The Tricky Politics of Introducing a Streetcar to a City

Adding a new streetcar in a city with less-than-fantastic transit, or in a red or purple state, is not for the faint of heart. Nobody in the country has fought harder for their streetcar than Cincinnati, prevailing over assaults by local, state and federal actors.

MIlwaukee Streetcar rendering, via Urban Milwaukee

But Milwaukee could be a close second. As far back as the 1990s, former Wisconsin Governor Tommy Thompson tried to halt millions in transit spending for Milwaukee. But a successful civil rights suit by City Councilman Bob Bauman managed to save the money, which is now being channeled toward a short, downtown streetcar route. As a result of that action, current Governor Scott “No Train” Walker cannot impede the project.

Just because hurdles like funding and planning have been cleared, however, doesn’t mean politics can’t interfere. According to Dave Reid at Network blog Urban Milwaukee, streetcar opponents have interjected themselves into the utility relocation phase:

Call it the mystery of the Public Service Commission. The state commission, which regulates public utilities, seemed to have a consensus with at least two of its three members arguing that Milwaukee’s streetcar project will serve the public good. This would mean utilities like We Energies and American Transmission Co. would have to pay the reasonable costs of relocating utility connections, rather than the city. But after taking a ten minute break in its meeting today, the commission’s members came back and decided they would delay any decision until the next meeting.

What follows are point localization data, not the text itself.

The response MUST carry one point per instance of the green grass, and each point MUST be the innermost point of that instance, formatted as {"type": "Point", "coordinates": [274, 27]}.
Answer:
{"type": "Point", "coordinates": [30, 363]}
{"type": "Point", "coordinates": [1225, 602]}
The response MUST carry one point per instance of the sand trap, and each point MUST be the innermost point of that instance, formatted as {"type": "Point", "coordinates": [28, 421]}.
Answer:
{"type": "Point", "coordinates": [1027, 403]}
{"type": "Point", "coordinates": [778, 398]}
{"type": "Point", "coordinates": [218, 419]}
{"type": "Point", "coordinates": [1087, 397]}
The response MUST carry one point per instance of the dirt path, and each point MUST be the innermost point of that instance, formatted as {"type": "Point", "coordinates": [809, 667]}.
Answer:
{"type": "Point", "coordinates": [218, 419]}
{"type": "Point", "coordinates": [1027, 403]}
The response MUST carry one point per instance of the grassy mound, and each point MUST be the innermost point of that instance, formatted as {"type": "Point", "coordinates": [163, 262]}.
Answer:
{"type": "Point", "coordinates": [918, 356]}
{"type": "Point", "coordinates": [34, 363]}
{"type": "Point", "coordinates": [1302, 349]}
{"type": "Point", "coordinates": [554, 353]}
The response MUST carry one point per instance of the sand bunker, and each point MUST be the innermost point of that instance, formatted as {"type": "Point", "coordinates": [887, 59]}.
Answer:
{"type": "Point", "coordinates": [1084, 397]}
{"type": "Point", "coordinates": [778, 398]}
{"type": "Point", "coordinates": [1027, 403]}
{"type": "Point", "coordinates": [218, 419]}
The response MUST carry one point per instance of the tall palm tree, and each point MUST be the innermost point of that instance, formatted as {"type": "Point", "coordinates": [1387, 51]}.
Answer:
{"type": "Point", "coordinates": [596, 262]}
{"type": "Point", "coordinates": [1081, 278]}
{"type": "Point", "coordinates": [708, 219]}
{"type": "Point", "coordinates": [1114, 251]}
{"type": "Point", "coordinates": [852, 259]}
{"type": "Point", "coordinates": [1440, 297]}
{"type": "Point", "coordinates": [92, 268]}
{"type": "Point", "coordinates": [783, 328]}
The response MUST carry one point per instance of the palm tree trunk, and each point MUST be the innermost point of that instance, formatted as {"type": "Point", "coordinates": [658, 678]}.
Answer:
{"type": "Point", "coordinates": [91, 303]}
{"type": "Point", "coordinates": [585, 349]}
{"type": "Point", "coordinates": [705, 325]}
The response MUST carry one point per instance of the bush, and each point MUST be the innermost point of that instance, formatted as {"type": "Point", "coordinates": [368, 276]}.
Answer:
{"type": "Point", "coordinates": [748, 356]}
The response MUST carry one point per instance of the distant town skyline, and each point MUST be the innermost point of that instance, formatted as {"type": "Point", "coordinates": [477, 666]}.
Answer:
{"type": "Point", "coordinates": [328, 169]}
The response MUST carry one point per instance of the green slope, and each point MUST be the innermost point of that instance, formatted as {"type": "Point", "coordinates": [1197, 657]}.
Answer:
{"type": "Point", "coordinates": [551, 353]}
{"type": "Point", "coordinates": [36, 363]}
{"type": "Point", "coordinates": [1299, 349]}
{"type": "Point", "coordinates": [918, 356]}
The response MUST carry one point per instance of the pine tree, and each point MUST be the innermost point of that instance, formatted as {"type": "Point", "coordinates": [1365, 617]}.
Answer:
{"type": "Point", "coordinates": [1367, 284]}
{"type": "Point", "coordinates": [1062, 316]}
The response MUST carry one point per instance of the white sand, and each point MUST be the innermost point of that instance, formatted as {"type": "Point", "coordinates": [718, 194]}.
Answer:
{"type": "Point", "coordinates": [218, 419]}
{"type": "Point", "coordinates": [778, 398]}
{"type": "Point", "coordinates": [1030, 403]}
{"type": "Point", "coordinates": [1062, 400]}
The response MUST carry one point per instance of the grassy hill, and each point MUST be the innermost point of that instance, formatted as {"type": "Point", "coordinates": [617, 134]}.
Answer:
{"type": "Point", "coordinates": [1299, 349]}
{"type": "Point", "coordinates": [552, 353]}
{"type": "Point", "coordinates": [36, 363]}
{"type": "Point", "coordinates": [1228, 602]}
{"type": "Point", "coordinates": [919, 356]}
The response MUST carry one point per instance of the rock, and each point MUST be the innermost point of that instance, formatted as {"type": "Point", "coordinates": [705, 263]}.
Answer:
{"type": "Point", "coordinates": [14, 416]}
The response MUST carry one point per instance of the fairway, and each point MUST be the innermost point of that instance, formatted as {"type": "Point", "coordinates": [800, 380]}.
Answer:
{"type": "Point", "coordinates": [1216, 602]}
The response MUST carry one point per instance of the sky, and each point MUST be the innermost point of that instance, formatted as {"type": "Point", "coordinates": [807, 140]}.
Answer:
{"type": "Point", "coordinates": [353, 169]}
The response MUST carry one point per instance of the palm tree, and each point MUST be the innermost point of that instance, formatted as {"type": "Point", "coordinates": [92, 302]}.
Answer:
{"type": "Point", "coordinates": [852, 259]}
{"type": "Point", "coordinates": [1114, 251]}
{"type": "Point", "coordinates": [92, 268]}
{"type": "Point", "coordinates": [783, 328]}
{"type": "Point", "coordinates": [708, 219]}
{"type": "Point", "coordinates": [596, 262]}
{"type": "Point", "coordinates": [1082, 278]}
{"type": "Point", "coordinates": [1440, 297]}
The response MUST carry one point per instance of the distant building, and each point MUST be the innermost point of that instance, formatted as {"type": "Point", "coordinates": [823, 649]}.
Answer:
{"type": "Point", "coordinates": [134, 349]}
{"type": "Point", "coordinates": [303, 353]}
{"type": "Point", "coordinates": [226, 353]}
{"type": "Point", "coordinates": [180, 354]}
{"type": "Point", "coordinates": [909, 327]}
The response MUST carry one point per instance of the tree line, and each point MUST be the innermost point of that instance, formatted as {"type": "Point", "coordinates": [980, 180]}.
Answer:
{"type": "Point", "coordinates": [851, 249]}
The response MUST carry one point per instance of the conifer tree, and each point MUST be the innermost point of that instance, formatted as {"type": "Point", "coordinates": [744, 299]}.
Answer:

At issue was Brett Healy’s petition for a declaratory ruling to determine the allocation of utility relocation costs. Healy, a streetcar opponent, has argued that the utilities’ rate payers shouldn’t have to foot the bill for costs caused by the creation of a streetcar line. For members of the PSC, the question was whether the project meets the legal definition of a “police power” — meaning it serves the common good, or whether it is a “proprietary act” by the city which doesn’t serve the public welfare, in which case the utilities would not be responsible for any relocation costs.

“We have two votes for a police power exercise,” stated Commissioner Eric Callistoreferring to his vote and that of Commission Chairman Phil Montgomery. Both were prepared to rule that the construction of the streetcar project was a legitimate use of the police power of the City of Milwaukee. To buttress his conclusion, Montgomery quoted from Wisconsin State Statute 85.063: ”The legislature finds that development of urban rail transit systems to serve urban areas of this state will enhance the welfare of all of the citizens of this state through conservation of fuel, enhancement of the development of alternative transportation modes and improvement of air quality.” Callisto was just as emphatic: “to me, issue [police power vs proprietary] is not a close call,” he said. Callisto added that despite Healy’s claim to the contrary, many more states treat transit projects as a use of police power than as a proprietary action.

Reid said commissioners claim that delaying the vote does not mean they have changed their positions. We’ll see about that.

Interestingly, something similar played out recently in Cincinnati. This is the type of thing that would never occur around a typical highway. But stay strong, Cincinnati and Milwaukee; presumably it will get easier the next time around.

Elsewhere on the Network today: Twin City Sidewalks says south Minneapolis is in store for an interchange it doesn’t need. Green City Blue Lake reports that the New York Times story on Louisville’s highway widening felt familiar for Clevelanders, who’ve had their share of disappointing highway widening and highway removal sagas. And The Green Miles explains that the Koch-brothers-backed Americans for Prosperity is telling Virginia Republicans to get in line, after they had the audacity to go off script and support wind energy.